Eerie, funny, and sometimes intense, this museum explores Mexico's ever-present relationship with death.
Located in the city of Aguascalientes, the National Museum of Death opened to the public in the summer of 2007 as a permanent collection belonging to the University of Aguascalientes, after the institution inherited hundreds of death-related artifacts amassed over Octavio Bajonero Gil's lifetime, including some of his own artwork.
Seven years into its operation, however, the mission of the Museum was refined, as its collection expanded in the direction of depicting the historic role of death's iconography and the funereal arts within Mexican culture, both contemporary and ancient. Integral in this expansion were artifacts from the personal collection of one Daniel Mercurio López Casillas.
Throughout this process of the investigation, the Museum's curators conveyed the wide range of Mexican society's relationship towards death and Santa Muerte himself, ranging from the popular portrayal of a people who are always joking and laughing about mortality, to the nitty gritty — sometimes quite graphic — reality of death most corporeal. Paintings, sculptures, lithographs, and photos are used to illustrate points along the way, explaining the relationship of Mexico's culture with death via images rather than words.
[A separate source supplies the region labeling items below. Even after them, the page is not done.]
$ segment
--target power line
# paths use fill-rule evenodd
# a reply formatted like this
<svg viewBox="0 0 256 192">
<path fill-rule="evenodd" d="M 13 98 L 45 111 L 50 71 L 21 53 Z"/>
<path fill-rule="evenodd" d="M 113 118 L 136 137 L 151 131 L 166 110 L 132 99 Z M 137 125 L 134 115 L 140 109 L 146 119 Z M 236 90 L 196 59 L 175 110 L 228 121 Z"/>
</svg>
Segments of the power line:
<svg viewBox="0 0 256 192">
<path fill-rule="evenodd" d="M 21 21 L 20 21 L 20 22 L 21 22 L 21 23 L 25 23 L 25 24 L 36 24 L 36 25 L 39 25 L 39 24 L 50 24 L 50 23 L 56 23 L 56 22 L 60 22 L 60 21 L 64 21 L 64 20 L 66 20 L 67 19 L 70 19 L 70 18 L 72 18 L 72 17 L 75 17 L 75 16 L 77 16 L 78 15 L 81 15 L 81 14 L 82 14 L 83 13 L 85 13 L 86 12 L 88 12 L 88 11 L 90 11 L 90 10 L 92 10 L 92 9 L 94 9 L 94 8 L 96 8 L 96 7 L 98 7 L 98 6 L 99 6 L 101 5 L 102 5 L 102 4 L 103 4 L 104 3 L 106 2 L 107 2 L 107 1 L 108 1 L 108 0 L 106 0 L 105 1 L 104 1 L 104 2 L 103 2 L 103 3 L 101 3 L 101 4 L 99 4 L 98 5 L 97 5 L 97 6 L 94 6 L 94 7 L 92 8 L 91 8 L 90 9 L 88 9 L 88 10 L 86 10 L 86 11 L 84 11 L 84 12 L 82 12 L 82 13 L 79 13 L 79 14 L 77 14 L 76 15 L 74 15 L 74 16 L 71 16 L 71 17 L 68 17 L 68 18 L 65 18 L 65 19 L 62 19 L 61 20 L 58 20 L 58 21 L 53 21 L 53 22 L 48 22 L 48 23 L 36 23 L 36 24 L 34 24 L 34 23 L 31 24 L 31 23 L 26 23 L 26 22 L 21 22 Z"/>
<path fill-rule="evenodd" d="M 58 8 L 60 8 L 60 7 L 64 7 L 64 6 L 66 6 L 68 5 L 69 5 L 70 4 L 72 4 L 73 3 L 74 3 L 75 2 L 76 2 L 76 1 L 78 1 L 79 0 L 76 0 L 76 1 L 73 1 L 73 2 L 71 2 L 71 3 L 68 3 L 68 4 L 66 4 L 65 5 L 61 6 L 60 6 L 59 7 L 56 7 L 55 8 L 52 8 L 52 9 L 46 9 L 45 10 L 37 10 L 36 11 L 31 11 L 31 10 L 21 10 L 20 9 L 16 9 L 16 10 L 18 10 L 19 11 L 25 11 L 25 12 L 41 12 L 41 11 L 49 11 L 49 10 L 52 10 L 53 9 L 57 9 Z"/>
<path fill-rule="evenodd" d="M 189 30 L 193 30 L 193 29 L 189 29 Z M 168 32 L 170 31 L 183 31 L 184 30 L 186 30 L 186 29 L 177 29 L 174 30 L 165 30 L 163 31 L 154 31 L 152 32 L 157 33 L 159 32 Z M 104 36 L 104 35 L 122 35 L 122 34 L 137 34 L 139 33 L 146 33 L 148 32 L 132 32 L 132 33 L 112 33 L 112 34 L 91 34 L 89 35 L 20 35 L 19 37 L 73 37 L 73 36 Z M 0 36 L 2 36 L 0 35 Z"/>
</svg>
Step by step, the Museum takes its visitors through a history of death, across the land now known as Mexico. Starting in the pre-hispanic epoch, the exhibits follow a timeline through the periods of Spanish Conquistadors' domination and decimation, to the reassertion of Mexican independence, up to the contemporary period, including the international community's appropriation of the sugar skull in pop culture.
What results is an experience described by a recent visitor as an "interesting surprise," particularly vibrant and multifaceted given what could easily have come off as gloomy, dismal subject matter.